After moving into more aeronautical research, in 1973 Darden was promoted to a position as aerospace engineer by her superior John V. Becker. She had nearly been fired earlier.[1] Her early findings in the 1960s and 1970s resulted in a revolution of aerodynamics design to produce low-boom sonic effects.[6][7] In 1983 Darden earned a Ph.D in engineering from George Washington University.[8]
In 1989, Darden was appointed as leader of the Sonic Boom Team, a subsidiary of the High Speed Research (HSR) Program. On the Sonic Boom Team she worked on designs to decrease the negative effects of sonic booms, such as noise pollution and the depletion of the ozone layer. Her team tested new wing and nose designs for supersonic aircraft. She also designed a computer program to simulate sonic booms.[5]
The program was canceled by the government in February 1998, "without fan fare or press announcement."[9] 1998 abstract published by Darden describes the program as focused on "technologies needed for the development of an environmentally friendly, economically viable High-Speed Civil Transport [HSCT]."[10] Darden wrote more than 50 articles in the general field of aeronautical design, specializing in supersonic flow and flap design, as well as the prediction and minimization of sonic booms.
NASA's "human computers"
In 1935, the first African-American women mathematicians were hired as human computers at NASA (National Aeronautics and Space Administration), then known as NACA (National Advisory Committee for Aeronautics).[11] Later, when many men were overseas fighting in World War II, more job opportunities were given to both white and African-American women. The latter computer pool became known as the "West Area Computers", in reference to their segregated office. The human computers performed calculations to support research into plane flight and, later, rockets.[12] Because the state of Virginia, where the Langley Research Center was located, had racial segregation, Jim Crow laws were followed at the facility, which is located near Hampton. This changed after the 1964 Civil Rights Act which banned segregation.[13]

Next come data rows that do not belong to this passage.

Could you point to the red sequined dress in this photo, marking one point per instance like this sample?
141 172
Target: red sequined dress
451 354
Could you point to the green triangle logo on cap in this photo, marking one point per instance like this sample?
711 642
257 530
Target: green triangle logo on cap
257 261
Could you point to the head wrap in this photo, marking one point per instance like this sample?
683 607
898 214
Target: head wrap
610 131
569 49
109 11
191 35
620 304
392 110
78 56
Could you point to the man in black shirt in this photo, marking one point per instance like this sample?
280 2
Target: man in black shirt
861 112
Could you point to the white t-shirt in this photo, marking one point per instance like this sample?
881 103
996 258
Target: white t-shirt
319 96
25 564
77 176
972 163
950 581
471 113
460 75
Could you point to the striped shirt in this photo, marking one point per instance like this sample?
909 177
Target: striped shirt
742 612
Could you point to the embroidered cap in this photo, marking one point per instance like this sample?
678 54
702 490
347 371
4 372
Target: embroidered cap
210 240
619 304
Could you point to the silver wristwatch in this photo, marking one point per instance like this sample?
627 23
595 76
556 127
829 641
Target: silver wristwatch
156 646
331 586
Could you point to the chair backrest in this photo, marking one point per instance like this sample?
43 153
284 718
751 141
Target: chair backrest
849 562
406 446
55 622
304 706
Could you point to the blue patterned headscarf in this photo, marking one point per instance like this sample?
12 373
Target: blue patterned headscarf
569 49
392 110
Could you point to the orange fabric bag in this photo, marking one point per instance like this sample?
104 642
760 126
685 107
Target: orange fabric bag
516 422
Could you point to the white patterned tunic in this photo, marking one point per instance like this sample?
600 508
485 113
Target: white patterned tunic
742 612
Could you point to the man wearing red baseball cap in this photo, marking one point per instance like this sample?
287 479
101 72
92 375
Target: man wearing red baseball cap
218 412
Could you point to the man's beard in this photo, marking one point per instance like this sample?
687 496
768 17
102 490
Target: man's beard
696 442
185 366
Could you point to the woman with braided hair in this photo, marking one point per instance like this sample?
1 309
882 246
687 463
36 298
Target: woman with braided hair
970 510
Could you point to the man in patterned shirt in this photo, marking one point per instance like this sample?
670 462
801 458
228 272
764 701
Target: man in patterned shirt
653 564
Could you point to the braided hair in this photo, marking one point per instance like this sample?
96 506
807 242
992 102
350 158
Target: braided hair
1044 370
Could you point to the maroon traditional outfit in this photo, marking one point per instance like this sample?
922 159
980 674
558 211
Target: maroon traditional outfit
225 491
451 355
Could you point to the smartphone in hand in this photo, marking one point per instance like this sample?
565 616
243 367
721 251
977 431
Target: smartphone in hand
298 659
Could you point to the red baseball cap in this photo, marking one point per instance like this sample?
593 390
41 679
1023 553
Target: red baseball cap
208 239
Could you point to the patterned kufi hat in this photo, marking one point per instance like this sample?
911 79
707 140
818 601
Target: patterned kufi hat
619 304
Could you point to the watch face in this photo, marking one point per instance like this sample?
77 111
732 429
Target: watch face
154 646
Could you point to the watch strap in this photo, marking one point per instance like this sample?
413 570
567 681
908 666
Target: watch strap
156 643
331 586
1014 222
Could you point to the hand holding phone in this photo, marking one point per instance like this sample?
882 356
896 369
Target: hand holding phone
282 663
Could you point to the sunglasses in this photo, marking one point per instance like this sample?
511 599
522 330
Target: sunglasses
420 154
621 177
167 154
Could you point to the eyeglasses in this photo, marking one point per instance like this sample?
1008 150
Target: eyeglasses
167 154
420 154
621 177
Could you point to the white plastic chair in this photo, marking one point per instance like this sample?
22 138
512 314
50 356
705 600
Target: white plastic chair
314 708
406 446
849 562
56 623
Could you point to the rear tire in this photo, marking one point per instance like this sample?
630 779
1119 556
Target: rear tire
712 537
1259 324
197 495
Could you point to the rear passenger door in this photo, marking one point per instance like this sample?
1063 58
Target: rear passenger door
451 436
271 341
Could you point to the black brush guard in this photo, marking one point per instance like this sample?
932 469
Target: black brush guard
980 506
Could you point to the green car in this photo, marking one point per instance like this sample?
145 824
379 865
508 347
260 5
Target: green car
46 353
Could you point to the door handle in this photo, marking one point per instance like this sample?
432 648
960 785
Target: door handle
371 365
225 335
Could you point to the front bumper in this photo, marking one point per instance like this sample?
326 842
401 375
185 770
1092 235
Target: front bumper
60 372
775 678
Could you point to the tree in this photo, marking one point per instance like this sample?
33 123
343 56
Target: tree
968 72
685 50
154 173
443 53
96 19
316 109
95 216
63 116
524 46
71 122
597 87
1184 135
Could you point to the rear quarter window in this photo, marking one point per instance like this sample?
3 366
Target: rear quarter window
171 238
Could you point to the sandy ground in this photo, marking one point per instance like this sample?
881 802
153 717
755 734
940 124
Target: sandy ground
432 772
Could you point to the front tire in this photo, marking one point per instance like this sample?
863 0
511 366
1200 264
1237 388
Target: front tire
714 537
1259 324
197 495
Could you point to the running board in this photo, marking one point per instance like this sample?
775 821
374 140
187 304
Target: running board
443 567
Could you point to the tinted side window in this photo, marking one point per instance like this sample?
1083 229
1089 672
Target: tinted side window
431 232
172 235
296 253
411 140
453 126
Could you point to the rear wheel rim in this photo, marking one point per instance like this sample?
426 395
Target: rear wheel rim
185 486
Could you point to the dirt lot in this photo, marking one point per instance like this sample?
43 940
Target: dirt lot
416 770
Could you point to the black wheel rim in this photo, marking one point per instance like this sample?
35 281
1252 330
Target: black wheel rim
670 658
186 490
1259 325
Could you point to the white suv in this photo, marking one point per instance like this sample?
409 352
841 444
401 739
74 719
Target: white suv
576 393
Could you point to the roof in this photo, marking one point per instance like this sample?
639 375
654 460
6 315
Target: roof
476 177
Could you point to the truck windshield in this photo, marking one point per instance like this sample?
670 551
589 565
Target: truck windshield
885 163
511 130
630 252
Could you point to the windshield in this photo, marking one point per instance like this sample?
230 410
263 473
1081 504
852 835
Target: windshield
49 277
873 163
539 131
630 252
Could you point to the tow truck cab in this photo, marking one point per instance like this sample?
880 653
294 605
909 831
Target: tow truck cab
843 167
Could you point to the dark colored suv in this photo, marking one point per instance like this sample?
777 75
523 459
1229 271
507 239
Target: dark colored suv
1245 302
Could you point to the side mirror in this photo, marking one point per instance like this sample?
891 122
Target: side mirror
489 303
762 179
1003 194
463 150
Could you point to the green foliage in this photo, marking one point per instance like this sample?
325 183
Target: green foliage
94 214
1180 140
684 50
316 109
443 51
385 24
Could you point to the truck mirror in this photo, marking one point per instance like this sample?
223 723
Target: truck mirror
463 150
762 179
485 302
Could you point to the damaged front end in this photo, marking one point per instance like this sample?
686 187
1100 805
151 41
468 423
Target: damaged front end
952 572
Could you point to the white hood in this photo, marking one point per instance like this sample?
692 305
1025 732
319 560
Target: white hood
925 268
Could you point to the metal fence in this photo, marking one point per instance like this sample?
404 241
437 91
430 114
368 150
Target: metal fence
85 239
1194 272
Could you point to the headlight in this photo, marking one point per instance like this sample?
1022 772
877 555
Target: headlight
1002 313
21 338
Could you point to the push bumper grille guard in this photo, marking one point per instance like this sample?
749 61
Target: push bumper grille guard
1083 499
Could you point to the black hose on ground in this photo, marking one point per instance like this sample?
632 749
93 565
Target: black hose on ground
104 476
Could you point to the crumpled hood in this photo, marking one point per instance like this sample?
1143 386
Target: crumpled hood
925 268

The collective, once tasked with processing scores of collected flight test data, by the 1940s had garnered a reputation as "human computers" who were essential to NASA's operation. During the 1950s and 1960s, more of these women gained opportunities to advance as technicians and engineers.[14]
Darden started working in the computer pool in 1967 at NASA, after she had completed an M.S. in mathematics at Virginia State University and taught there. By that time, computers were increasingly used for the complex calculations to support engineering and design. Darden left the computer pool in 1989 for a position as engineer, working on decreasing sonic boom in supersonic flight. She earned her PhD in 1983 (with the support of NASA), and became known for her research as "one of NASA's preeminent experts on supersonic flight and sonic booms."[14] Darden was promoted as a manager, and she advanced to become the first African-American woman at Langley to be promoted into the Senior Executive Service, the top rank in the federal civil service.
In March 2007, Darden retired from NASA as director of the Office of Strategic Communication and Education.[15]